家内「今さっき香の香の奥さんから電話があって、電話して欲しい言うてるんやけど」
田尾「何の用事やろ」
家内「何か、香港で『香の香』いううどん屋がオープンしたらしくて、全然知らんのに看板のロゴまでそっくりや言うて。ほんで先生に相談したい言いよんやけど」
田尾「わかった。電話するわ」

 去年から「讃岐うどん」の商標が台湾や中国で現地企業に押さえられているという事件が話題になっているが、一(いち)店の名前である『香の香』が香港で使われてるって、どういうことなの? とりあえず9時10分から授業なので電話は後からということで、授業を終えて11時前に香の香に電話をしたら電話では説明しにくいということで、私は直ちに香の香に行ったのである。

 店に入ると奥さんが出てきて、厨房の奥の事務をする部屋に案内された。そこにはパソコンが1台。

奥さん「これなんやけどな」

 うわ、奥さんパソコンできるんや! と思ったら、

奥さん「お兄ちゃん、これちょっと開けて」

 軽くホッとする私(笑)。すぐに大将の息子のまさしげ君が来て、まずはメールを見せてくれた。それは香港に住む日本人の方からのメールで、内容は「香港に『香の香』といううどん屋がオープンしたので、まさかあの香の香が! と思って行ってみたら、本場のこっちの香の香とは似ても似つかないようなうどんが出てきた」とのこと。「写真とか出てないん?」と聞いたら「ありますよ」言うて、「香港 香の香」と入れて検索したら出てきた某社のホームページをスクロールしていったまさしげ君が、声を上げた。

まさ「あ! 消されとる!」
奥さん「あら! ほんと、消されてるわ!」
まさ「大丈夫や。携帯に撮っとる」

 と言って出してきた携帯の写真を見ると、そこにはこっちの香の香とうり二つのロゴで「釜あげうどん 香の香 KANOKA」と書かれたポスターが写っていた。加えて「讃岐烏冬」というスタンプ風のマーク。その下に「香川之香」「香港之香」という、店名の由来を言い訳説明していると思われる字も見える。しかし店の外観の写真を見ると、看板は「KANOKA Kamaage sanuki udon」。これはもう疑いなく、こっちの『釜あげうどん香の香』をそのままパクっちゃった店ですね。グーグルのキャッシュからほじくったら仕掛け人は日本人らしいので、日本人の誰かがこっちの『香の香』をパクって香港でプロデュースしたんでしょう。ひどいことするなあ。

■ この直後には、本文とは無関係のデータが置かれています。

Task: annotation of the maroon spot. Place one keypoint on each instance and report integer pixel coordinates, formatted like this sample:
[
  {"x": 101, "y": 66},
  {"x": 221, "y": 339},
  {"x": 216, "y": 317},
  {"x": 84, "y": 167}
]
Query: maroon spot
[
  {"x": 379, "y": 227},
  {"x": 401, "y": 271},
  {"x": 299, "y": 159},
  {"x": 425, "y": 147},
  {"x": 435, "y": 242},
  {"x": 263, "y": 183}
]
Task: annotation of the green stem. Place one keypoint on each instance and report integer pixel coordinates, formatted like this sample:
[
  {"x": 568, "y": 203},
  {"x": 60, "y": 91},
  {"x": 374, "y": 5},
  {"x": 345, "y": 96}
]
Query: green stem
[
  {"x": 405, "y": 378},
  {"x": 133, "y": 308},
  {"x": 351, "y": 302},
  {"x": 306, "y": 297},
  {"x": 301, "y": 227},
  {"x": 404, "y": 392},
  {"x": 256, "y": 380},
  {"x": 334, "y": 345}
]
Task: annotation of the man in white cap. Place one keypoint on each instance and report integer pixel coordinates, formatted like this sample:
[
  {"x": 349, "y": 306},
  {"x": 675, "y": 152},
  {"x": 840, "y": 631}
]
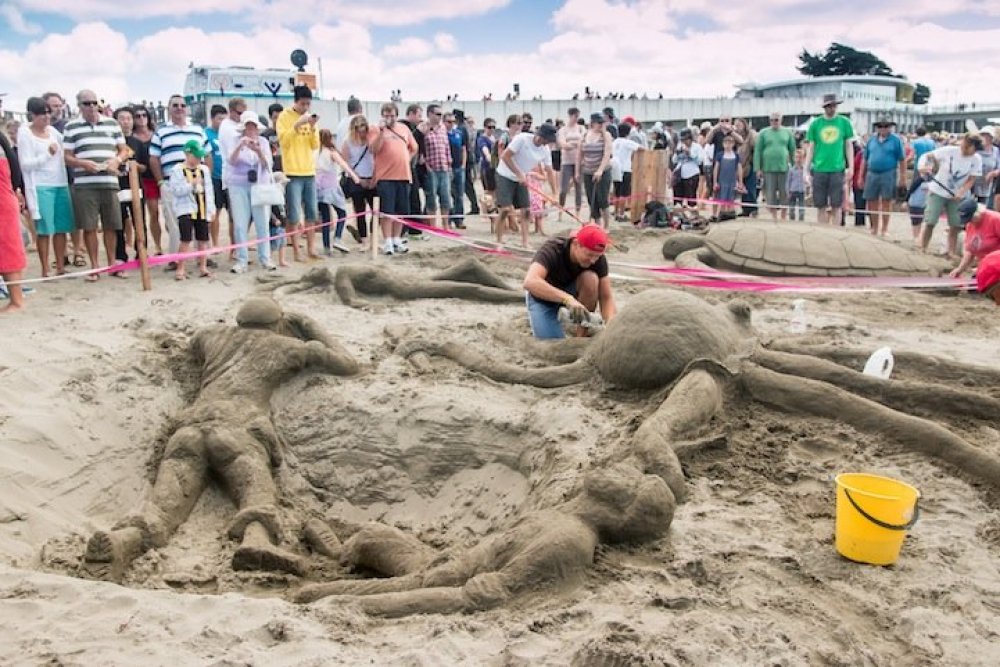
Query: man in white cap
[{"x": 829, "y": 160}]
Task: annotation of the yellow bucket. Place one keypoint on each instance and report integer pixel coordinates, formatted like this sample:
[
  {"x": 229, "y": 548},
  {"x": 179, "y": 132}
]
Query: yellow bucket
[{"x": 873, "y": 515}]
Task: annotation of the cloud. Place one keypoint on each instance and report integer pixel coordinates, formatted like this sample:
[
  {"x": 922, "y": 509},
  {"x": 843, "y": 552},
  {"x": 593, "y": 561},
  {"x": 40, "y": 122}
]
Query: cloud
[
  {"x": 610, "y": 45},
  {"x": 269, "y": 12},
  {"x": 15, "y": 19}
]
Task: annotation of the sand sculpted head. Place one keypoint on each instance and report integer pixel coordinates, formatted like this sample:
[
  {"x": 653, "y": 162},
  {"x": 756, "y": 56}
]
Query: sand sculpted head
[
  {"x": 660, "y": 332},
  {"x": 260, "y": 312},
  {"x": 626, "y": 505}
]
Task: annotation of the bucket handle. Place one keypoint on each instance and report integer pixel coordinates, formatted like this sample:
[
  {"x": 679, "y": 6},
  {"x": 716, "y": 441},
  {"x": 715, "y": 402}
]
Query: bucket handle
[{"x": 883, "y": 524}]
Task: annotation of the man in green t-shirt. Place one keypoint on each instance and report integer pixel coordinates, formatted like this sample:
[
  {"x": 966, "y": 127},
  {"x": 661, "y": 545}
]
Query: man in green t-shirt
[
  {"x": 830, "y": 159},
  {"x": 775, "y": 150}
]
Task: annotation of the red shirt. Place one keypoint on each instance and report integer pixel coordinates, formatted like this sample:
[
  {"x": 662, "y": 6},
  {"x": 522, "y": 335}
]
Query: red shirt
[{"x": 983, "y": 238}]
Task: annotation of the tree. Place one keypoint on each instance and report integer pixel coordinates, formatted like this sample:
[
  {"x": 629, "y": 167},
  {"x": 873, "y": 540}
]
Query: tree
[{"x": 841, "y": 59}]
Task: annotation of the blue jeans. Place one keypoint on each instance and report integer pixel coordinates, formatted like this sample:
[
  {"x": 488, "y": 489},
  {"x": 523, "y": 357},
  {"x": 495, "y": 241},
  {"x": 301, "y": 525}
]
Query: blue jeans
[
  {"x": 543, "y": 316},
  {"x": 437, "y": 191},
  {"x": 242, "y": 212},
  {"x": 301, "y": 191},
  {"x": 327, "y": 218},
  {"x": 458, "y": 195}
]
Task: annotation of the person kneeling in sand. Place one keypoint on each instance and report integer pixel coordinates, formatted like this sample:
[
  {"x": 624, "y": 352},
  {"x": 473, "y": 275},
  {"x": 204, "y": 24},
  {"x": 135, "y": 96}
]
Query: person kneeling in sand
[
  {"x": 569, "y": 273},
  {"x": 227, "y": 430},
  {"x": 544, "y": 548}
]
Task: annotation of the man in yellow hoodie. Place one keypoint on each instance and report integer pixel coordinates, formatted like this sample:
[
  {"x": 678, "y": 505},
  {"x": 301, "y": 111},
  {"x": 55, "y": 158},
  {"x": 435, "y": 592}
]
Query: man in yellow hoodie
[{"x": 299, "y": 140}]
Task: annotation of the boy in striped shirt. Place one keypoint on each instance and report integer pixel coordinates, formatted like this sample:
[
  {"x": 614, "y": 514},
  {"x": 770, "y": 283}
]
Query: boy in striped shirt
[{"x": 95, "y": 149}]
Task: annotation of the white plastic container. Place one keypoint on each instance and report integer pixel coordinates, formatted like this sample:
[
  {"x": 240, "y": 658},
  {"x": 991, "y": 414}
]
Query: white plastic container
[
  {"x": 880, "y": 363},
  {"x": 799, "y": 322}
]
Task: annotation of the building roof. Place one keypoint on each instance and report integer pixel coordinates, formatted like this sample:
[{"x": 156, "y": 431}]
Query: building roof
[{"x": 846, "y": 78}]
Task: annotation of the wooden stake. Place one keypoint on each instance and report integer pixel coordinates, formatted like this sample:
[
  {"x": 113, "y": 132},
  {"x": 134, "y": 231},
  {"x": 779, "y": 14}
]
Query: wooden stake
[
  {"x": 139, "y": 225},
  {"x": 376, "y": 227}
]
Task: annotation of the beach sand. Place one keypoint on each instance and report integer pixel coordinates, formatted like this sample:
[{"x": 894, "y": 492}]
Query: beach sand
[{"x": 91, "y": 374}]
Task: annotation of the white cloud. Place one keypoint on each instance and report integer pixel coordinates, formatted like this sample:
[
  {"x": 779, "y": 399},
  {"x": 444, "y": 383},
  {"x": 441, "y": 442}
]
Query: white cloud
[
  {"x": 610, "y": 45},
  {"x": 15, "y": 19}
]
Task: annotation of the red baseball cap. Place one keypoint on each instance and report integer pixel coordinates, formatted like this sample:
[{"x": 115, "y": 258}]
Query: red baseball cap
[
  {"x": 988, "y": 273},
  {"x": 593, "y": 238}
]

 国が違うから商標権はこっちにないだろうし、ロゴデザインが酷似しているからデザイン的な著作権の話かとも思うけど、どうするかなあ。とりあえず今日のところは「香港の『香の香』といううどん屋は、本場讃岐の『香の香』とは全く関係ありません」というお知らせだけしておきます。しかしこれ、ほんまに「台湾と中国の『讃岐うどん』は本場讃岐の讃岐うどんではありませんキャンペーン」やら「香港の『香の香』は本場讃岐の『香の香』ではありませんキャンペーン」をやらないかんようになるんやろか(笑)。ちなみにこないだの樺島さんの件を受けて、勝谷さんから『偽物を駆逐するには、本物に惚れさせるのがなにより大作戦』と称して「台湾の人たちに本場讃岐のうどん巡りブームを起こさせる企画」のおもしろい提案を頂いたが、さてと、とりあえずインタレストの編集作業せないかん(笑)。
2009年7月28日(火)

 松野と松田と矢野が(矢野が「野田」だったら3人で名前がぐるっと回るのに・笑)どうしてもと言うので仕方なく、3時ギリギリにやまうちに行ったのである。松田はこれまでやまうちに行っては定休日だったり終わった後だったりで、なんと過去5回連続おあずけを食らってまだ1回もやまうちのうどんを食べたことがないという奇跡的な「やまうちに嫌われる男」であるから、こんな時間ということもあって不安いっぱいで、しかしネタ的には「6回連続やまうちに嫌われる松田」も期待しながら突撃したのだが、今日はまだやっていた!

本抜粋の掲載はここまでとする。